Why Sleep is Your Friend in Prevention

 In General

Leading medical journal, The Lancet, has recently published more research on the importance of sleep. Not only is getting adequate sleep necessary to perform daily tasks, but it also helps prevent dementia and promotes brain function. Of course, there is a balance at play… most people get too little sleep, but too much sleep can also have adverse effects on brain health.

As stated in The Lancet report, “Mechanisms by which sleep might affect dementia remain unclear, but sleep disturbance has been linked with β-amyloid (Aβ) deposition, reduced glymphatic clearance pathways activation low grade inflammation, increased Tau, hypoxia, and cardiovascular disease. Sleep disturbance is hypothesised to increase inflammation which raises Aβ burden, leading to Alzheimer’s disease and further sleep disturbance.”

Researchers found that sleep disturbances were defined broadly, often self-reported, and included short and long sleep duration, poor sleep quality, circadian rhythm abnormality, insomnia, and obstructive sleep apnea. All these disturbances were associated with a higher risk of all-cause dementia. 

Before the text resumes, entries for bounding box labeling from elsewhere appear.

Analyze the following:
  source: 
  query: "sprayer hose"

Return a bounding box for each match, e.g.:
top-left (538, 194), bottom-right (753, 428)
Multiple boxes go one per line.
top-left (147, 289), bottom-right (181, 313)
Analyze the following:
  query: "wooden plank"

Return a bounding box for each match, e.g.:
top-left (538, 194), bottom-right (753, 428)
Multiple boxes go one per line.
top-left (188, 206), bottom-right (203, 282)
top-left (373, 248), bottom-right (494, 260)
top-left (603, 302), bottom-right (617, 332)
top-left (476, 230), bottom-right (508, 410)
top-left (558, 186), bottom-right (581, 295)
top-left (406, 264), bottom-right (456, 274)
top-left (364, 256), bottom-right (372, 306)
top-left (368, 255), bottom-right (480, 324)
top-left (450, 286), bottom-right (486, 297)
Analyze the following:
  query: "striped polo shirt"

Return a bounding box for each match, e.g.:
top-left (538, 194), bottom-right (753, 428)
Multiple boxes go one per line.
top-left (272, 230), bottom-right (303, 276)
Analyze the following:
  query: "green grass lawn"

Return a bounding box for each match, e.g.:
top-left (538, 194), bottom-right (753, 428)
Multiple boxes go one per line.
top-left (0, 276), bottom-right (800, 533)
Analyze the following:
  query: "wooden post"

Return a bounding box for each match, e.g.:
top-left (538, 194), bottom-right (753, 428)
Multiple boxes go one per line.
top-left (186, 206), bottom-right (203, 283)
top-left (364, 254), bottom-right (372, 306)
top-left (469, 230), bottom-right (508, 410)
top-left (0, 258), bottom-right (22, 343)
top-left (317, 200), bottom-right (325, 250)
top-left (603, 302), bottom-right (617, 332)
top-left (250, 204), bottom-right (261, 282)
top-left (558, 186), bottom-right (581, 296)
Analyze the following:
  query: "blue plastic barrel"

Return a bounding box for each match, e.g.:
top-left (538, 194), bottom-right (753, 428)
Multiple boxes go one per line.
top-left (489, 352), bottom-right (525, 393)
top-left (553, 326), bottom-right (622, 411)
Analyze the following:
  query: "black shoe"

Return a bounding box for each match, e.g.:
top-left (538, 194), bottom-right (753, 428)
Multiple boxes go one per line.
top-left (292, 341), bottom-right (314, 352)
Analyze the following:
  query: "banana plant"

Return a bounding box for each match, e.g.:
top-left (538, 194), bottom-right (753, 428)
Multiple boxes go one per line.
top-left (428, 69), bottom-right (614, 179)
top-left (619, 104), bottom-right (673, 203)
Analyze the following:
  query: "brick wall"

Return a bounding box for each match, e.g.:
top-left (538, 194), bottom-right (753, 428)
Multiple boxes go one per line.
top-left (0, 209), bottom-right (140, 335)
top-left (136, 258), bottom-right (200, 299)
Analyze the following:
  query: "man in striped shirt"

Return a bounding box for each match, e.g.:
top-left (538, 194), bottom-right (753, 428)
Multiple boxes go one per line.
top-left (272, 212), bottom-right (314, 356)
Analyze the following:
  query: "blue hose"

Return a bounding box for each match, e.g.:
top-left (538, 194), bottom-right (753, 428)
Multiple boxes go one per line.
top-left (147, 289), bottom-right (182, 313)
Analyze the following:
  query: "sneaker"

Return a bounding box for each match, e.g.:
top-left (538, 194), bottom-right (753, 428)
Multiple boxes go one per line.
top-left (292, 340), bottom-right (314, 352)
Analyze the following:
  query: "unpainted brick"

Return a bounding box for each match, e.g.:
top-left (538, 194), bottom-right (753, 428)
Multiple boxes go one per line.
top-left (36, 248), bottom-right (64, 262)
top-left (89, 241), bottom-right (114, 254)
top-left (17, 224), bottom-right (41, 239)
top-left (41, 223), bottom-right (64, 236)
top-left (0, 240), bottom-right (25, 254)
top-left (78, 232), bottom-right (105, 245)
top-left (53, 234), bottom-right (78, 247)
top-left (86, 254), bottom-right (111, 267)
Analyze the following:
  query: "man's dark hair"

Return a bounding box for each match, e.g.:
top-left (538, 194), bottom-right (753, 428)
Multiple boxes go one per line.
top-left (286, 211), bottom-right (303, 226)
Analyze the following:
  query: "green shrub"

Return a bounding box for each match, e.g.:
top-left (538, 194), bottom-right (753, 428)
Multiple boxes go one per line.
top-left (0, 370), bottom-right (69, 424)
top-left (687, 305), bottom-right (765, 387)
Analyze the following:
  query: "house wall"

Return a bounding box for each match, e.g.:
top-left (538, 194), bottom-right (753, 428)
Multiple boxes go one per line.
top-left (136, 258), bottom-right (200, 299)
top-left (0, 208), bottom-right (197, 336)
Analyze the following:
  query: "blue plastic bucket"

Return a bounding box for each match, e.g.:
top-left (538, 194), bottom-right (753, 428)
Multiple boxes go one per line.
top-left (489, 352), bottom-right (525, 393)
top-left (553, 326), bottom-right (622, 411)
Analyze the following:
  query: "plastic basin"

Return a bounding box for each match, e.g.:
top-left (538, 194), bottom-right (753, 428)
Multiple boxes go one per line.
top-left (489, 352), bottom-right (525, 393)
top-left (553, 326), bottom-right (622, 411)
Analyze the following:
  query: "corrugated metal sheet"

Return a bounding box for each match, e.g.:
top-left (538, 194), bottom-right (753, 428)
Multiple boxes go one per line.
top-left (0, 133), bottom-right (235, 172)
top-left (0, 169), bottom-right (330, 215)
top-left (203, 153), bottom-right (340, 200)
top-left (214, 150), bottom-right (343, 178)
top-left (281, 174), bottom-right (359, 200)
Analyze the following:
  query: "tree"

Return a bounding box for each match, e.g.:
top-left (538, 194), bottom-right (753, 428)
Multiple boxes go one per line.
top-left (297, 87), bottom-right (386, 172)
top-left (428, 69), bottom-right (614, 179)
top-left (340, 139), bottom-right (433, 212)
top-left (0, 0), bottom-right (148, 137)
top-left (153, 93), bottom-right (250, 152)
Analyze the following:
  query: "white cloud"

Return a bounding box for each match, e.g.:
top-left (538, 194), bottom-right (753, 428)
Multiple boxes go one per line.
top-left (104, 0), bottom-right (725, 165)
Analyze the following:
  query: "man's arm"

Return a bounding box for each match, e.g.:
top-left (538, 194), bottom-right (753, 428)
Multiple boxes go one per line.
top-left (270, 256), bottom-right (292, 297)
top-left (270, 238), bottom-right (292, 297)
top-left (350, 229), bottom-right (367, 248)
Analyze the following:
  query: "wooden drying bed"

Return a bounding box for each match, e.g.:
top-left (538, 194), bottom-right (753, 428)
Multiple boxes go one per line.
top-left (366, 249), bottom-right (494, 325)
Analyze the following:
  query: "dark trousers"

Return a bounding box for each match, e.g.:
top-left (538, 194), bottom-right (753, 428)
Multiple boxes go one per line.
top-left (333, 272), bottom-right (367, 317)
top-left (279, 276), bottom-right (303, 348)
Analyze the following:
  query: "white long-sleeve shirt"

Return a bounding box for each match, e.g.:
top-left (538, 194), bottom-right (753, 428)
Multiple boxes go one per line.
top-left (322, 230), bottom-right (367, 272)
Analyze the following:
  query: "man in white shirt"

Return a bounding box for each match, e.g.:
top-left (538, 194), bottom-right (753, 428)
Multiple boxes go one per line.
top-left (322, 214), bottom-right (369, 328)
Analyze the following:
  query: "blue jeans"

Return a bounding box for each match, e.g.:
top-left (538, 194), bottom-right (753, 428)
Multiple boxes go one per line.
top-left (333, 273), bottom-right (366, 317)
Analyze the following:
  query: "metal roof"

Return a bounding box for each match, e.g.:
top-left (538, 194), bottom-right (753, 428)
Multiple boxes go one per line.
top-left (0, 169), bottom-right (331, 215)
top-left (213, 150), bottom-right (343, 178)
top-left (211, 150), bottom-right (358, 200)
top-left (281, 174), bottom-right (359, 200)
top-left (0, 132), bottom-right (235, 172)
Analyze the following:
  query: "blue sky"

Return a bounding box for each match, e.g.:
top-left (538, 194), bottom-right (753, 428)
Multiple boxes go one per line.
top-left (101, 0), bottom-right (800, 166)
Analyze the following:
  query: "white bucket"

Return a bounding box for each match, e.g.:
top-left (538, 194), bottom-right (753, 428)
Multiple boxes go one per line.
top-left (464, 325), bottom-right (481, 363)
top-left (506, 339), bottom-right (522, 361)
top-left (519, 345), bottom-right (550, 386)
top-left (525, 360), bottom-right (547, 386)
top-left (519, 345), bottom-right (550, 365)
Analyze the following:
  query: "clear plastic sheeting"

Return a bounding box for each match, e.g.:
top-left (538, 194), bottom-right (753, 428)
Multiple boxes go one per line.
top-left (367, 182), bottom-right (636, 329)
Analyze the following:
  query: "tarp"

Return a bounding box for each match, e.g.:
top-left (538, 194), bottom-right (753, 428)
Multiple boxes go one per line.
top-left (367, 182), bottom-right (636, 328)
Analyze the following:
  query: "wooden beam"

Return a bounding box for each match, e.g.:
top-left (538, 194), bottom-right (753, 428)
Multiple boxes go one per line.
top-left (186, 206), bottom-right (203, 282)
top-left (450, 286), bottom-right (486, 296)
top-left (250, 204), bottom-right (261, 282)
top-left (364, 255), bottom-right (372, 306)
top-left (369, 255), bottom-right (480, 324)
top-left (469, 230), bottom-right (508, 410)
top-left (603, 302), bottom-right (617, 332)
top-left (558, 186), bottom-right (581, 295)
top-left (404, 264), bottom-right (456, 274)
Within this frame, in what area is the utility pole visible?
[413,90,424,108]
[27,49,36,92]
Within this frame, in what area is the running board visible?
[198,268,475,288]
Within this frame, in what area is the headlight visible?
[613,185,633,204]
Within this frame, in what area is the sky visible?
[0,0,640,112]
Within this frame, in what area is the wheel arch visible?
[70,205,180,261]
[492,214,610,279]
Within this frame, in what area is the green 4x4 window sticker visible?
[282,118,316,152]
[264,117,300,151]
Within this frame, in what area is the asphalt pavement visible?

Furthermore, as supported by your ARPF, researchers found no evidence that sleep medications slow down dementia and instead can cause considerable harm– i.e. earlier death, increased hospitalization, and falls. The testing of non-pharmacological interventions is ongoing.

Getting a good night’s rest is an important aspect of healthy living for a number of reasons. ARPF has dedicated a chapter of our new online program that specifically tackles the issue of sleep deprivation. The Brain Longevity Therapy Training teaches students the best sleep practices to help prevent the build-up of Aβ-amyloid (Aβ) deposition and inflammation, along with explaining the role sleep plays in brain health.

Here’s a sneak peek of the BLTT sleep chapter:

The relationship between sleep and inflammation within the central nervous system is an important aspect of aging and brain health. Neuroinflammation has been associated with cognitive decline. Older brains are usually inflamed, and research suggests that sleep disturbance alters proteins of inflammatory mediators and gene expression. Similarly, insufficient sleep has been associated with neuroinflammation. Insomnia is the most common sleep disorder and is associated with depression, impaired cognitive function, dementia, and delirium. 

Researchers found that adult mice who went without sleep for several days had significant levels of oxidative stress, a breakdown of mitochondrial homeostasis, and a loss of locus coeruleus neurons. Loss of locus coeruleus neurons has been shown to advance cognitive decline in animal models of AD. Therefore, sleep disturbance and chronic sleep loss may have lasting significant effects on brain longevity. Current research collectively supports that chronic sleep loss may speed the onset of certain symptoms of age-related neurodegenerative processes.